Ich bin zu meinen Eltern heimgekehrt und habe begonnen, gedanklich meinen Selbstmord vorzubereiten. Um drei Uhr morgens bin ich aufgestanden, entschlossen, Schluss zu machen. Ich öffne den Koffer, um den Revolver zu ergreifen und stoße auf das Büchlein.

Es war das Evangelium. Ich öffne und lese: “Mein Gott, warum hast Du mich verlassen…” und auf den folgenden Seiten: “Kommt alle zu mir, die ihr euch plagt und schwere Lasten zu tragen habt.
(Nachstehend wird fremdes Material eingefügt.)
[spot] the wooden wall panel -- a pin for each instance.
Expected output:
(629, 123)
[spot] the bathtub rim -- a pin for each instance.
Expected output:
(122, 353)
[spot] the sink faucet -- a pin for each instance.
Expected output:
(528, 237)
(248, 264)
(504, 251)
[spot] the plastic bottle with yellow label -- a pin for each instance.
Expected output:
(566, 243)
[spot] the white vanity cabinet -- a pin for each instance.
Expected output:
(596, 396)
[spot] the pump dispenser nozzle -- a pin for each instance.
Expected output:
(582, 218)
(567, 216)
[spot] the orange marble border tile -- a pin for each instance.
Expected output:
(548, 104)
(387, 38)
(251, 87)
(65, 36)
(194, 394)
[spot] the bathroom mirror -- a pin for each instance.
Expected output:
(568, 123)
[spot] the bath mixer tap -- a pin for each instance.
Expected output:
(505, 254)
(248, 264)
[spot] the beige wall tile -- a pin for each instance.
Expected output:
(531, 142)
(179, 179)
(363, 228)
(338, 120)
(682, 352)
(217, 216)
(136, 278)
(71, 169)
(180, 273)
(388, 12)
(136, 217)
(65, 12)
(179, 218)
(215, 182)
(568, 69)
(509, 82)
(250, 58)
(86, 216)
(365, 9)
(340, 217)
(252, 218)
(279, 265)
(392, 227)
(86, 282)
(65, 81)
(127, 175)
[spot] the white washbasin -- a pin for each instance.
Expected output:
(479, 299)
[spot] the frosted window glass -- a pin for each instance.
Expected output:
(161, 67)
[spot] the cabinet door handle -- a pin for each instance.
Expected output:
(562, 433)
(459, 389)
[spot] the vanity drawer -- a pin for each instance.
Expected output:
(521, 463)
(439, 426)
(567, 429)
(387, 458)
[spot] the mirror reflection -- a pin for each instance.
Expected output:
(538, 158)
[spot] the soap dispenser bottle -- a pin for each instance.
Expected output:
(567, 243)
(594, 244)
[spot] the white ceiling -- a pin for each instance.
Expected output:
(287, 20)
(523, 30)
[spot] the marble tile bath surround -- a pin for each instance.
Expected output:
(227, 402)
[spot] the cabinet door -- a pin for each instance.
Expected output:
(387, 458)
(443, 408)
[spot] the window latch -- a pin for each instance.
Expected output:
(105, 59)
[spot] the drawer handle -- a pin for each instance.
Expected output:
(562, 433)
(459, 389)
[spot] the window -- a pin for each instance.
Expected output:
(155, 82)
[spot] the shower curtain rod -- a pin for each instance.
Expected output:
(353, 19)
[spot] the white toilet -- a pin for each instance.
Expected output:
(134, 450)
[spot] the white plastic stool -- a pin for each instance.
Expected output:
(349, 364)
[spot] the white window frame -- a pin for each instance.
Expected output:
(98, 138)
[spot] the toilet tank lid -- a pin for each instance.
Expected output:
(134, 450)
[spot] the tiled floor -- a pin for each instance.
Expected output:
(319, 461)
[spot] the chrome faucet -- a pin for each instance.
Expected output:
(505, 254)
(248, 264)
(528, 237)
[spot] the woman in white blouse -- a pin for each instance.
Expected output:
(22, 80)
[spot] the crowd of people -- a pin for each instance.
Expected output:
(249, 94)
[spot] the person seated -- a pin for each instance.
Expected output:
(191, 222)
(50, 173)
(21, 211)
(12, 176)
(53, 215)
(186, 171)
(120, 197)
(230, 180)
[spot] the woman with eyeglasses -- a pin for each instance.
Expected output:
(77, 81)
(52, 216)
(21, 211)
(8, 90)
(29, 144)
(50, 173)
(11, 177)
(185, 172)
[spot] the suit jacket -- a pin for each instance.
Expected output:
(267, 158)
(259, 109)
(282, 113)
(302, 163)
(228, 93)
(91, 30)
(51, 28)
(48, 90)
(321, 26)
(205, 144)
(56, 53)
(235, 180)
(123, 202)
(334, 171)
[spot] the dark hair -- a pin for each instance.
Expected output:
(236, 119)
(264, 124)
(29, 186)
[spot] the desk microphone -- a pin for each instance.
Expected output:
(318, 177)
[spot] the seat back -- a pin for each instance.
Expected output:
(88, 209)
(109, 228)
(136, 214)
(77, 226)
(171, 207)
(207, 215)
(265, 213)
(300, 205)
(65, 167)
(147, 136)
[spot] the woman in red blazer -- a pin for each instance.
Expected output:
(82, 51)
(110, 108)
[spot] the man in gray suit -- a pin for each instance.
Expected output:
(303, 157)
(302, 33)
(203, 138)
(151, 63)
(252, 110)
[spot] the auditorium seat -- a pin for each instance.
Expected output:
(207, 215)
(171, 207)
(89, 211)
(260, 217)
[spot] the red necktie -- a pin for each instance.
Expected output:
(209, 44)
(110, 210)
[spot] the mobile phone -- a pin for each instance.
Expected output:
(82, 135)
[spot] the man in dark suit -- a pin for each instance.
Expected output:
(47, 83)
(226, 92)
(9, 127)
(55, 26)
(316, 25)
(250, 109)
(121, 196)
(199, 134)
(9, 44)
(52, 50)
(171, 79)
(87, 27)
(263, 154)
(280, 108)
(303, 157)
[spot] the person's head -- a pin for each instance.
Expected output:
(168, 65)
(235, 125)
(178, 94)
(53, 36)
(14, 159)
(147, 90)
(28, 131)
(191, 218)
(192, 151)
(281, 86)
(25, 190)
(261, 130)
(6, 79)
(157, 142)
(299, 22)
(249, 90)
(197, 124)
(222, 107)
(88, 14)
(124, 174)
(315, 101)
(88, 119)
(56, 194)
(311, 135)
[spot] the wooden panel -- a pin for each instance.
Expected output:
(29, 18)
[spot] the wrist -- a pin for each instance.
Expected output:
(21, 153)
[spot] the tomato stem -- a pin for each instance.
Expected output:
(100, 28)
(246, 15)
Ich werde euch Ruhe verschaffen.” Alle Worte, die ich da las, berührten mich. Ich war bis ins Innerste erschüttert. Wie in einer Erleuchtung begriff ich, dass Gott mich liebt.

Einige Zeit später habe ich durch Vermittlung eines meiner Vettern eine Gebetsgruppe kennen gelernt. Heute, zehn Jahre nach dieser Heimkehr zu Gott kann ich Zeugnis ablegen von der unfassbaren Glückseligkeit, die ich täglich erfahre, und von all den inneren Befreiungen, die ich dadurch erleben durfte, dass ich einfach meinen Glauben lebe in dieser Kirche, die ich liebe.